The city awarded FlowersFlowers about $3,000 to pay for a year of composting and to “jumpstart” the company’s path to sustainability. 

“It’s easy to do, and it makes a difference every day,” Leiman said. “Now that we’re in the habit of doing it, it’s one of those things where I can’t imagine not doing it any longer.”

Last year, the city awarded over $200,000 in Sustain Evanston grants to 18 small businesses. This year, the city has increased the pool to $500,000, and the program is accepting proposals on a rolling basis until June 30. 

Collective Resource Compost Cooperative, a Chicago area compost collection company, received the maximum $25,000 grant from the city. They used the funds to make down payments on electric vehicles for their composting container swap service, according to Vice President Mary Beth Schaye. 

“There’s direct benefit to the residents of Evanston because we’re no longer using petroleum powered vehicles to do the pickups,” she said. 

Collective Resource Compost Cooperative also worked with several businesses who used their grant money from Sustain Evanston to pay for the company’s composting services, including FlowersFlowers and Evanston restaurant Picnic. 

As a member of the Circular Evanston Working Group, Schaye said she has met with several small businesses to learn about their sustainability goals. The group educates and advocates for a circular economy, which includes integrating composting and recycling into businesses. She called Sustain Evanston “a fantastic program.”

“A lot of particularly small local businesses are very community focused,” Schaye said. “They know what they would like to do that would make their business more sustainable.

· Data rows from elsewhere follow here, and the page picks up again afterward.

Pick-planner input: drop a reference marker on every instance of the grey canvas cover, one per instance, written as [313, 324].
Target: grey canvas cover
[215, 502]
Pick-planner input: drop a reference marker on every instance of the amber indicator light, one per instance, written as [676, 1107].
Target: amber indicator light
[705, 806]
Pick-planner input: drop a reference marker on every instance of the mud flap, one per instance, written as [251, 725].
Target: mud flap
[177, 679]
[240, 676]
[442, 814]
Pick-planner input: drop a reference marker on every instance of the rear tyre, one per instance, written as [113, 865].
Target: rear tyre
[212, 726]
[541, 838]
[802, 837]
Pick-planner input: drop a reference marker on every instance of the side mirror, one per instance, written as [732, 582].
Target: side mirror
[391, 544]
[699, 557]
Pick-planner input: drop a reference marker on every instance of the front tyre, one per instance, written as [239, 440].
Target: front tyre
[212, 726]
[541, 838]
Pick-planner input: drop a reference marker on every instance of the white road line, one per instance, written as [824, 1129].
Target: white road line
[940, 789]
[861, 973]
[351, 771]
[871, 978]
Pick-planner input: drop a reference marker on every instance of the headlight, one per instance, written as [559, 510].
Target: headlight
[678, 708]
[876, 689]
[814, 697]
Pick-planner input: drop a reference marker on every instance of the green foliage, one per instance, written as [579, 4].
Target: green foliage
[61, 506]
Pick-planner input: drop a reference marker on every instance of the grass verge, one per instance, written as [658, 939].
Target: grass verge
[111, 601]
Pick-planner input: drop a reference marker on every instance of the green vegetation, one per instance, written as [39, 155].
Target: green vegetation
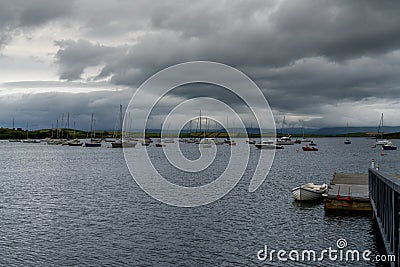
[18, 133]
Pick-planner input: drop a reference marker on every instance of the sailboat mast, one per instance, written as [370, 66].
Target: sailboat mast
[382, 128]
[200, 122]
[68, 125]
[120, 118]
[91, 125]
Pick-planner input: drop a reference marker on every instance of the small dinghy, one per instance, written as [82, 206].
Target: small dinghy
[309, 192]
[309, 148]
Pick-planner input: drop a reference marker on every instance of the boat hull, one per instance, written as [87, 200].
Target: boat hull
[92, 144]
[269, 146]
[307, 148]
[302, 193]
[391, 147]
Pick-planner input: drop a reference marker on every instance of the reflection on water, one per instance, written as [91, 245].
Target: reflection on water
[78, 206]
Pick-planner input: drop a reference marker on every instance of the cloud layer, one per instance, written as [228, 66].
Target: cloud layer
[328, 62]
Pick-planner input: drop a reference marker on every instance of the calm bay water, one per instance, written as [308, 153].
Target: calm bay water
[64, 206]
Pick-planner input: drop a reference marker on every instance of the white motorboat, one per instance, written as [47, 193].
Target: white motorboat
[268, 144]
[382, 142]
[284, 140]
[309, 192]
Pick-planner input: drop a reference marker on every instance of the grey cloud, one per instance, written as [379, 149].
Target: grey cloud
[74, 56]
[25, 14]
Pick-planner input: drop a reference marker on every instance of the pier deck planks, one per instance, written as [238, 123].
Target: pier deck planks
[349, 192]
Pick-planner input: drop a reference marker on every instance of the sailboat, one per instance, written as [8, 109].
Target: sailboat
[382, 141]
[27, 140]
[304, 140]
[347, 141]
[118, 143]
[93, 141]
[284, 140]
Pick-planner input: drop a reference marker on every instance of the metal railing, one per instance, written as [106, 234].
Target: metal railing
[384, 193]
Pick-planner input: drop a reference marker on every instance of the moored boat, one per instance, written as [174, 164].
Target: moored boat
[74, 142]
[389, 146]
[309, 192]
[309, 148]
[269, 144]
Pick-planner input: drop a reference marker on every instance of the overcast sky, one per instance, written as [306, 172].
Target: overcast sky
[325, 62]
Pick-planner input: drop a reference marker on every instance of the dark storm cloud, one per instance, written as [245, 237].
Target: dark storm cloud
[306, 56]
[25, 14]
[42, 110]
[75, 56]
[245, 34]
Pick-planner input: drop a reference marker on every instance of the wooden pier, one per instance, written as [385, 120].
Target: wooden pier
[385, 199]
[348, 192]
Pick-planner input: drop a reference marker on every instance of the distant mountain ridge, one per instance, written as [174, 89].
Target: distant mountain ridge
[329, 131]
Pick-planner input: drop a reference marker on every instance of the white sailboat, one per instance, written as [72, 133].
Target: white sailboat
[94, 142]
[382, 141]
[118, 143]
[347, 141]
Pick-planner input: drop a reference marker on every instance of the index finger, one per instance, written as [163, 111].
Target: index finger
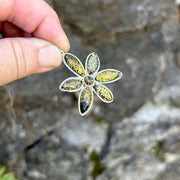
[36, 17]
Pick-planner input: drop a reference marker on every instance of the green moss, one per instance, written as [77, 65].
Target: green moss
[98, 167]
[6, 176]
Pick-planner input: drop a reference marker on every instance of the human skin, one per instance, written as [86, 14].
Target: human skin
[32, 39]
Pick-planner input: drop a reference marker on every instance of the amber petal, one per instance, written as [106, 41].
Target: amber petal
[108, 76]
[92, 63]
[74, 64]
[103, 93]
[71, 84]
[85, 101]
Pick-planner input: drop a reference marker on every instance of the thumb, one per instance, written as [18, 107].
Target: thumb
[20, 57]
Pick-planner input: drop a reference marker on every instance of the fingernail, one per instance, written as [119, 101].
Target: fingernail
[50, 56]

They just can’t necessarily afford it.” 

Leslie Cousineau of DMAC Architecture & Interiors, an Evanston-based architectural firm, said the company received funding to create a “pocket park” behind their building. 

Anticipated to be completed by this April, the planned park includes native plants, as well as permeable pavers and a wall to screen recycling and trash bins, adding green space to the area and controlling stormwater, Cousineau said. 

Soul & Smoke, a barbecue restaurant, had already been composting and recycling when they applied for the grant, but wanted to find ways to improve their sustainability, CEO Heather Bublick said. 

After speaking with a program representative about available solutions and submitting quotes, the company applied and received over $9,500 in grant money. 

So far, the restaurant has used the money to replace their gas fryer with an electric fryer, and they plan to apply for the grant again this year. The restaurant hopes to replace its air curtains with screens for their windows to save energy, Bublick said. 

“It’s a really great way to dip your toe into the sustainability world and for us, as a community, to walk the walk,” Bublick said. “It’s a great effort that the city’s making.”